En eso su cabeza desapareció dentro de la casa, como si alguien acabara de tirar de ella. Luego oí una discusión apagada —la voz de un hombre— y la ventana se cerró de golpe. Corrieron las cortinas.
—¡Helen, Helen! —grité, porque de pronto me sentí muy unido a ella.

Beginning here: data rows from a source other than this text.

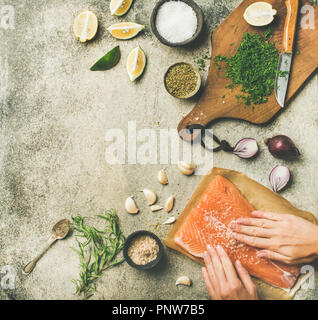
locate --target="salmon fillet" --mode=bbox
[174,176,300,289]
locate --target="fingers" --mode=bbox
[235,260,256,294]
[202,268,217,299]
[257,250,316,265]
[232,232,271,249]
[252,211,282,221]
[230,222,274,238]
[216,246,239,286]
[207,245,226,289]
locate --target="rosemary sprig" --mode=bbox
[72,209,125,299]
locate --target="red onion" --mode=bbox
[264,135,300,160]
[269,165,290,192]
[233,138,258,159]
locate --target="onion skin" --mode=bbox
[264,135,300,160]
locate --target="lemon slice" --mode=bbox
[107,22,145,40]
[244,2,277,27]
[73,11,98,42]
[127,47,146,81]
[110,0,134,16]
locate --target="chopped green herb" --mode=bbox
[214,28,288,106]
[72,209,125,299]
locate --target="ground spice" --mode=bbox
[128,236,159,266]
[165,63,198,98]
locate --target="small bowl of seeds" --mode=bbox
[123,230,163,270]
[164,62,201,99]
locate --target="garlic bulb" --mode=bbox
[178,161,196,176]
[157,169,168,184]
[163,217,176,224]
[142,189,157,206]
[176,276,192,287]
[125,197,139,214]
[150,204,163,212]
[165,196,174,212]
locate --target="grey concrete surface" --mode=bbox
[0,0,318,299]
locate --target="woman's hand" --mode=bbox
[230,211,318,264]
[202,245,258,300]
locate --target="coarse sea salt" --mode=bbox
[156,1,198,43]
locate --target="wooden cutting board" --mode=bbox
[178,0,318,141]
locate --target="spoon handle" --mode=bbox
[22,237,56,274]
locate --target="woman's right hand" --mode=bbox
[202,245,258,300]
[230,211,318,264]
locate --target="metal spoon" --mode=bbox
[23,219,70,274]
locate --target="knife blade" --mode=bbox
[275,0,299,108]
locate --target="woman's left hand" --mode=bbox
[202,245,258,300]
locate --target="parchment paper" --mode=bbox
[164,168,317,300]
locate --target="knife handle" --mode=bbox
[283,0,299,53]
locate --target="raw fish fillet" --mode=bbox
[174,176,300,289]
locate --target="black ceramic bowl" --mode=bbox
[123,230,163,270]
[150,0,204,47]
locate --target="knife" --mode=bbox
[275,0,299,108]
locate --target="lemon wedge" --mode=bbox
[107,22,145,40]
[244,2,277,27]
[126,46,146,81]
[110,0,134,16]
[73,11,98,42]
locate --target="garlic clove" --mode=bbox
[269,165,291,192]
[157,169,168,184]
[233,138,258,159]
[142,189,157,206]
[165,196,174,212]
[163,217,176,224]
[178,161,196,176]
[176,276,192,287]
[125,197,139,214]
[150,204,163,212]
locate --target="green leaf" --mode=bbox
[90,46,120,71]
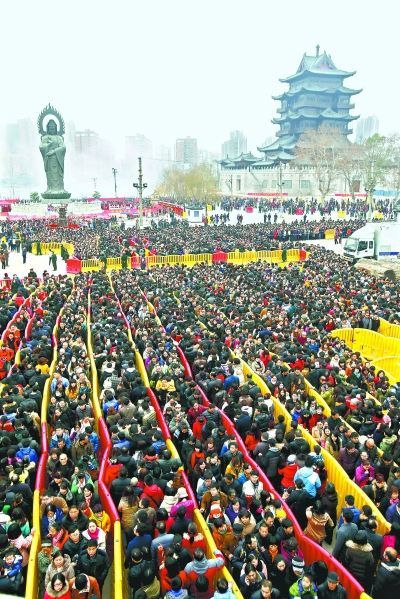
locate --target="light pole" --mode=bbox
[133,157,147,229]
[111,167,118,197]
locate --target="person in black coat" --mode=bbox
[75,539,110,590]
[318,572,347,599]
[372,547,400,599]
[235,406,252,439]
[344,530,375,593]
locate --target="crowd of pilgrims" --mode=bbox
[0,198,378,258]
[0,233,400,599]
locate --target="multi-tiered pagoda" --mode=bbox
[252,46,362,167]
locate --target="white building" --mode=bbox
[356,114,379,143]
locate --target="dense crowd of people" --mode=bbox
[0,212,365,262]
[101,250,400,590]
[0,206,400,599]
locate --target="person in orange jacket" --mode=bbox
[69,574,101,599]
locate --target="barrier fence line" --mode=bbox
[143,292,370,599]
[32,241,74,256]
[191,298,390,534]
[25,285,74,599]
[330,328,400,385]
[140,298,243,599]
[86,290,123,599]
[67,249,307,274]
[110,277,243,599]
[378,318,400,339]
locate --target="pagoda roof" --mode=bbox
[231,152,260,164]
[271,108,359,125]
[320,108,359,121]
[257,135,296,152]
[218,158,235,168]
[252,158,275,167]
[271,84,362,100]
[279,51,356,83]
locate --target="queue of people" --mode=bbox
[0,217,400,599]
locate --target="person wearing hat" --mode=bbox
[371,547,400,599]
[75,539,110,591]
[318,572,347,599]
[170,487,194,520]
[289,562,318,598]
[344,530,375,593]
[37,539,53,597]
[212,518,239,560]
[69,574,101,599]
[278,453,299,492]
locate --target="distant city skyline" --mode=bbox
[0,0,400,151]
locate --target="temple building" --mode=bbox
[220,46,362,195]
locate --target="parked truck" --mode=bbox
[344,222,400,262]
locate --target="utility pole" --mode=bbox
[133,157,147,229]
[111,167,118,197]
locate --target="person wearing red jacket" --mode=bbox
[278,455,299,490]
[187,401,207,426]
[192,416,206,442]
[181,522,206,556]
[140,474,164,510]
[184,549,225,589]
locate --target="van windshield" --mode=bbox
[344,237,358,252]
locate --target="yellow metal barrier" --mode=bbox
[379,318,400,339]
[86,293,103,425]
[331,329,400,384]
[111,520,126,599]
[81,258,103,272]
[145,249,299,268]
[25,490,41,599]
[107,258,122,270]
[32,241,74,256]
[165,439,180,461]
[242,361,390,534]
[193,509,243,599]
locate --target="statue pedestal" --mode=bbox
[42,190,71,201]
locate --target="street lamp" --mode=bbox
[111,167,118,197]
[133,158,147,229]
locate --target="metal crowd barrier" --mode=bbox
[331,328,400,385]
[142,294,370,599]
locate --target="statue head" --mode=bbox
[46,119,57,135]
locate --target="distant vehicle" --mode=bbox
[344,222,400,262]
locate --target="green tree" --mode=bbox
[387,134,400,201]
[337,141,363,200]
[361,134,393,214]
[155,164,218,203]
[296,124,348,200]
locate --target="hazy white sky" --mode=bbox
[0,0,400,151]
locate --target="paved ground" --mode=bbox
[0,210,343,279]
[0,252,67,279]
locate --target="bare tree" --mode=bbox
[296,124,348,200]
[387,134,400,202]
[156,164,218,203]
[337,140,364,200]
[361,134,392,214]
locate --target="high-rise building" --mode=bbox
[75,129,99,154]
[356,114,379,143]
[258,46,362,166]
[175,137,198,166]
[221,131,247,158]
[125,133,153,158]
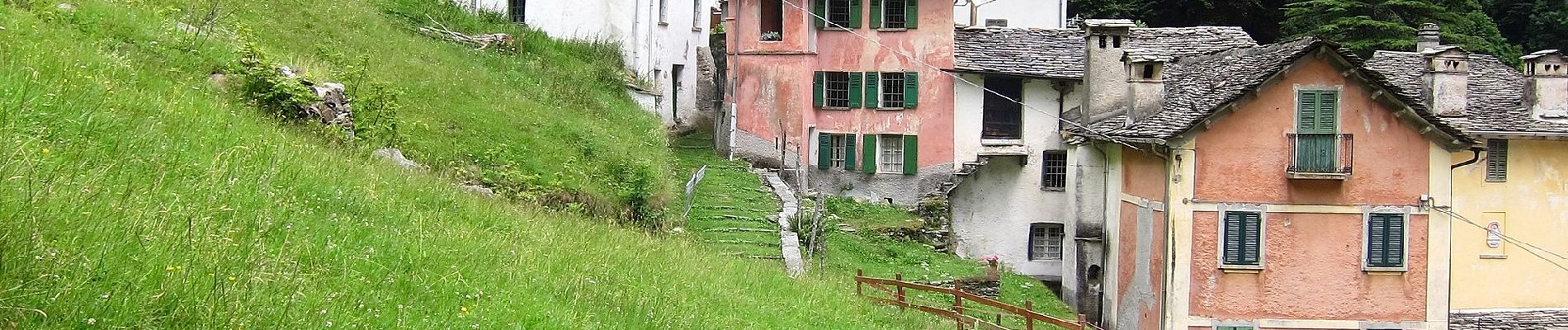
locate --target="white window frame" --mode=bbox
[876,134,904,175]
[1361,206,1413,272]
[1214,203,1267,270]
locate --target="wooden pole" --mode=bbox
[892,272,908,309]
[1024,300,1035,330]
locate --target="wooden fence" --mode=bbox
[855,271,1098,330]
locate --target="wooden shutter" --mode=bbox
[903,134,920,175]
[1220,213,1244,264]
[848,72,866,110]
[1295,91,1317,134]
[1486,139,1509,182]
[861,134,876,173]
[903,0,920,28]
[817,133,833,169]
[1242,213,1263,264]
[810,0,829,30]
[866,72,881,110]
[1317,91,1339,134]
[810,70,828,108]
[848,0,864,30]
[903,71,920,110]
[866,0,885,28]
[843,133,859,171]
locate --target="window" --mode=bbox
[817,133,855,171]
[1366,213,1405,267]
[1040,150,1068,191]
[1220,211,1263,266]
[812,72,920,110]
[1292,91,1341,173]
[1028,224,1066,262]
[871,0,920,30]
[814,0,861,30]
[980,77,1024,139]
[758,0,784,40]
[1486,139,1509,182]
[861,134,920,175]
[876,134,903,173]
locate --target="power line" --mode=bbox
[1432,206,1568,271]
[782,0,1143,152]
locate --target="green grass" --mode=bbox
[0,0,947,328]
[674,133,1075,328]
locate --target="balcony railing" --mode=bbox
[1286,133,1355,178]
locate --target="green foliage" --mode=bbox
[1282,0,1519,58]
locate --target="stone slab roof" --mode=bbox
[953,26,1258,80]
[1366,50,1568,134]
[1449,306,1568,330]
[1090,37,1467,147]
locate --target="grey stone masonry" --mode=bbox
[1449,308,1568,330]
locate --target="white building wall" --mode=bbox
[453,0,715,127]
[950,75,1077,280]
[953,0,1068,28]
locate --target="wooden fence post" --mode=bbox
[1024,300,1035,330]
[892,272,908,309]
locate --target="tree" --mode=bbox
[1282,0,1521,61]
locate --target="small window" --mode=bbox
[824,72,850,108]
[1220,211,1263,266]
[876,134,903,173]
[1486,139,1509,182]
[1040,150,1068,191]
[758,0,784,40]
[1366,213,1405,267]
[1028,224,1066,262]
[878,72,904,110]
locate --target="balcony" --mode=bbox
[1286,133,1355,180]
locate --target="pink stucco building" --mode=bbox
[720,0,953,205]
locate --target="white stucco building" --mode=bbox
[453,0,715,127]
[953,0,1068,28]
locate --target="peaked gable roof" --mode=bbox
[953,26,1258,80]
[1366,50,1568,134]
[1087,37,1474,148]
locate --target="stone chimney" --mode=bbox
[1420,45,1469,116]
[1416,23,1443,52]
[1519,50,1568,120]
[1122,49,1171,122]
[1080,19,1137,122]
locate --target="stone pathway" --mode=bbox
[762,172,806,277]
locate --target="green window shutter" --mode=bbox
[1242,213,1263,264]
[1317,91,1339,134]
[817,133,833,169]
[810,0,828,30]
[903,134,920,175]
[848,0,864,30]
[861,134,876,173]
[843,133,857,171]
[810,70,828,108]
[903,71,920,110]
[850,72,866,110]
[866,72,881,110]
[867,0,883,28]
[1295,91,1317,134]
[1221,213,1244,264]
[903,0,920,28]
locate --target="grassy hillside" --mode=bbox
[0,0,941,328]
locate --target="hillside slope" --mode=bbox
[0,0,936,328]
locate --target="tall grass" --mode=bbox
[0,0,939,328]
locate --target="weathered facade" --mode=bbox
[726,0,953,205]
[1367,26,1568,330]
[451,0,715,127]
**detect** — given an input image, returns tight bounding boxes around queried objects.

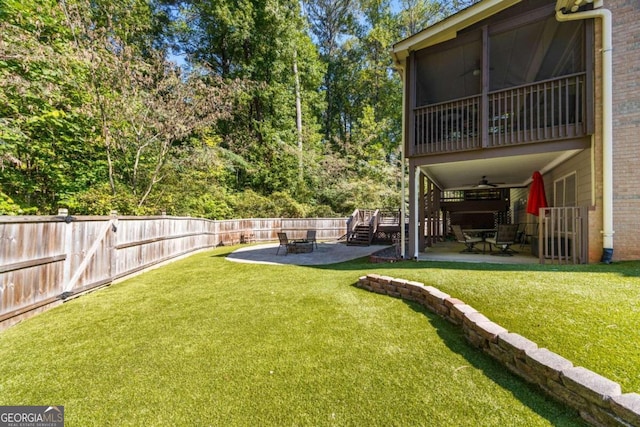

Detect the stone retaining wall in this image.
[357,274,640,426]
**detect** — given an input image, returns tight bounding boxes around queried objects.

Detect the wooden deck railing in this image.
[409,73,587,156]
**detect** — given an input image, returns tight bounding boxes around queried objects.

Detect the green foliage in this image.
[0,0,470,218]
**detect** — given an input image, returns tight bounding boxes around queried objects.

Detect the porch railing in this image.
[410,73,587,155]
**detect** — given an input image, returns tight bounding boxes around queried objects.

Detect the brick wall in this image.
[357,274,640,426]
[596,0,640,260]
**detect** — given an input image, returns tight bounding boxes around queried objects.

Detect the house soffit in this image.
[419,149,584,190]
[392,0,521,64]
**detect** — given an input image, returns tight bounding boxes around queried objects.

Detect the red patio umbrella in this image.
[527,171,548,216]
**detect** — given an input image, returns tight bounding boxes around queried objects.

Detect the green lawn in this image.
[5,248,640,426]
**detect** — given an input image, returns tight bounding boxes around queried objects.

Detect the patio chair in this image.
[451,225,484,254]
[485,224,518,256]
[276,233,294,255]
[305,230,318,249]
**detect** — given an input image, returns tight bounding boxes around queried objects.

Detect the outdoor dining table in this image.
[462,228,497,253]
[462,228,497,239]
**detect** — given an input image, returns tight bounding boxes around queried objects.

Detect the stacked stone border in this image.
[357,274,640,427]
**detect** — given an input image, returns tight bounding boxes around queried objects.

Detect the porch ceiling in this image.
[420,150,582,190]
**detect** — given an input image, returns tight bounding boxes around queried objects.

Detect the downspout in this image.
[556,5,614,264]
[400,63,407,259]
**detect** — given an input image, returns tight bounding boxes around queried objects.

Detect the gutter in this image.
[556,1,614,264]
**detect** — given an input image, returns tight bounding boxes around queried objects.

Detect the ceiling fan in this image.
[472,175,504,188]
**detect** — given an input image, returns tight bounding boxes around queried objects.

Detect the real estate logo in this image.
[0,406,64,427]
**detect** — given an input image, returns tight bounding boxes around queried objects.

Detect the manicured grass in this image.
[364,262,640,392]
[0,248,640,426]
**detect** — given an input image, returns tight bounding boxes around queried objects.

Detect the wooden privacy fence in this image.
[0,210,346,329]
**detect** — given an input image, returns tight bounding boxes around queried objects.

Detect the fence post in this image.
[108,210,118,282]
[58,208,73,293]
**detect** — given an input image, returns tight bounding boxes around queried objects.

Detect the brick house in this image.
[392,0,640,263]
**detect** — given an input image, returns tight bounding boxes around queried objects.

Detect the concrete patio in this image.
[227,241,539,265]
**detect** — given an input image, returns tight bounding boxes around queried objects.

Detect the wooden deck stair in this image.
[347,224,374,246]
[347,209,400,246]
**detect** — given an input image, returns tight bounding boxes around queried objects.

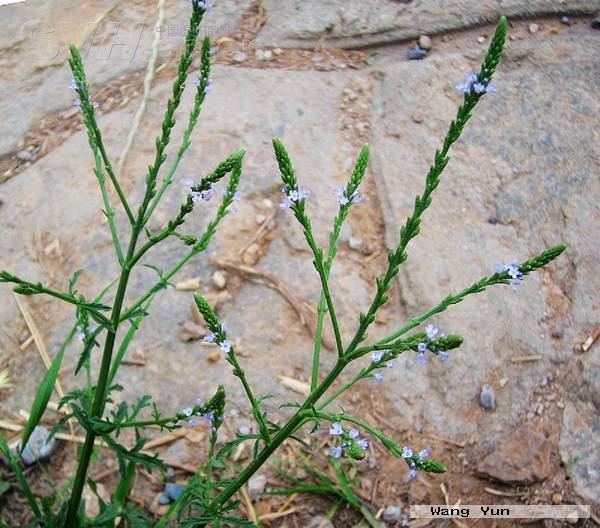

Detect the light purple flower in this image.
[75,325,85,343]
[187,0,213,11]
[329,446,343,458]
[425,324,440,341]
[408,463,417,480]
[494,260,525,291]
[333,186,364,205]
[329,422,344,436]
[415,352,427,366]
[356,438,369,450]
[219,339,231,354]
[279,196,293,209]
[456,72,497,95]
[371,350,385,363]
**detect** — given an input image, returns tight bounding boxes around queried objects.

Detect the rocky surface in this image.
[477,423,551,485]
[0,0,251,156]
[258,0,600,48]
[0,0,600,504]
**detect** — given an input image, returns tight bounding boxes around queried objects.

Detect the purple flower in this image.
[333,186,363,205]
[408,462,417,480]
[279,196,293,209]
[188,0,213,11]
[494,260,525,291]
[329,446,343,458]
[456,72,497,95]
[415,352,427,366]
[425,324,440,341]
[329,422,344,436]
[371,350,385,363]
[356,438,369,450]
[401,446,413,458]
[219,339,231,354]
[75,325,85,343]
[279,187,311,209]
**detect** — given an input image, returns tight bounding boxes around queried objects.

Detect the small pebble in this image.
[238,425,252,436]
[479,383,496,409]
[348,235,363,251]
[233,51,248,64]
[419,35,431,51]
[552,493,562,504]
[248,473,267,501]
[163,482,183,501]
[308,515,333,528]
[406,48,427,60]
[17,149,33,161]
[21,425,56,466]
[255,49,273,62]
[410,111,425,123]
[242,244,260,266]
[212,271,227,290]
[383,506,402,522]
[158,493,171,506]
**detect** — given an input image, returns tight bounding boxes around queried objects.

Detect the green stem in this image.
[65,215,141,528]
[206,359,347,508]
[227,346,271,444]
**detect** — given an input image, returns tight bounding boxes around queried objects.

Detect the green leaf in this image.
[21,332,68,456]
[0,435,42,519]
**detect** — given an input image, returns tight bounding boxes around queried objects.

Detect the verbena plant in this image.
[0,0,565,528]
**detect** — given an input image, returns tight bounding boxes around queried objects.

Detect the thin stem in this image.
[206,359,347,508]
[90,140,123,266]
[65,232,139,528]
[227,346,271,444]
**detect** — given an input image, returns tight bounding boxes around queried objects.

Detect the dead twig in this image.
[210,257,335,350]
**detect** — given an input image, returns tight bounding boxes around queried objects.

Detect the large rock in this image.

La puerta principal se abrió y en el umbral apareció el padre de Helen. Era un hombre corpulento, de barba negra y brazos imponentes. Pensé que debía de tener los hombros peludos y, lo que es peor, la espalda también peluda, como Peter Sellers y Sean Connery. (Tenía una lista de actores de espalda peluda que actualizaba constantemente.) Y entonces palidecí, pero obviamente no lo suficiente, porque Espalda Peluda soltó al perro que tenía sujeto, un asqueroso gran danés, que se me acercó con su andar patoso y la boca abierta como una caverna. Parecía que le hubieran arrancado un pedazo dentado de cráneo para formar aquella bocaza de colmillos amarillentos cubiertos de saliva. Extendí los brazos hacia adelante para que el perrazo no me arrancara las manos. Debía de parecer un sonámbulo, pero como quería conservar las manos para otros quehaceres, no me importó en absoluto lo rebuscado de la postura, y eso que por lo general era exageradamente puntilloso en cuanto a mi imagen y solía comportarme como si el mundo entero no tuviera nada mejor que hacer que estar atento constantemente a cualquier desliz en una complicada e íntima ceremonia.
—¡A mi hija no vas a verla más! —dijo Espalda Peluda—. No sale con chicos. ¡Ni con moros!
—Oh, muy bien.
—¿Lo has entendido?
—Sí —dije, de malhumor.
—No queremos que los negros vengáis a nuestra casa.
—¿Es que ya han venido muchos?
—¿Muchos qué, negrito desgraciado?
—Negros.
—¿Dónde?
—A esta casa.
—No nos gusta —repitió Espalda Peluda—. Por muchos negros que haya, sigue sin gustarnos. Estamos con Enoch. Y si te atreves a poner una de tus manazas negras encima de mi hija, te la aplastaré con un martillo! ¡Sí, señor, con un martillo!
Y Espalda Peluda se despidió con un portazo. Retrocedí un par de pasos y me volví para marcharme. Maldito Espalda Peluda. Tenía unas ganas de mear espantosas. Miré su coche, un Rover grandote. Pensé en deshincharle los neumáticos. Sería cosa de segundos, mearía en la ventanilla y, si se le ocurría salir, me colocaría al otro lado de la cerca como una centella. Sin embargo, me encaminaba ya al Rover cuando descubrí que Espalda Peluda me había dejado a solas con el perro, que estaba entretenido olisqueando excrementos a unos pocos metros de distancia. Empezó a acercarse. Me quedé paralizado, como si fuera una piedra o un árbol y, al cabo de un rato, volví la espalda al perrazo con mucha cautela y di un par de pasos, como si estuviera andando de puntillas por encima de un tejado poco seguro. Tenía la esperanza de que Helen abriera la ventana y me llamara y llamara al perro también.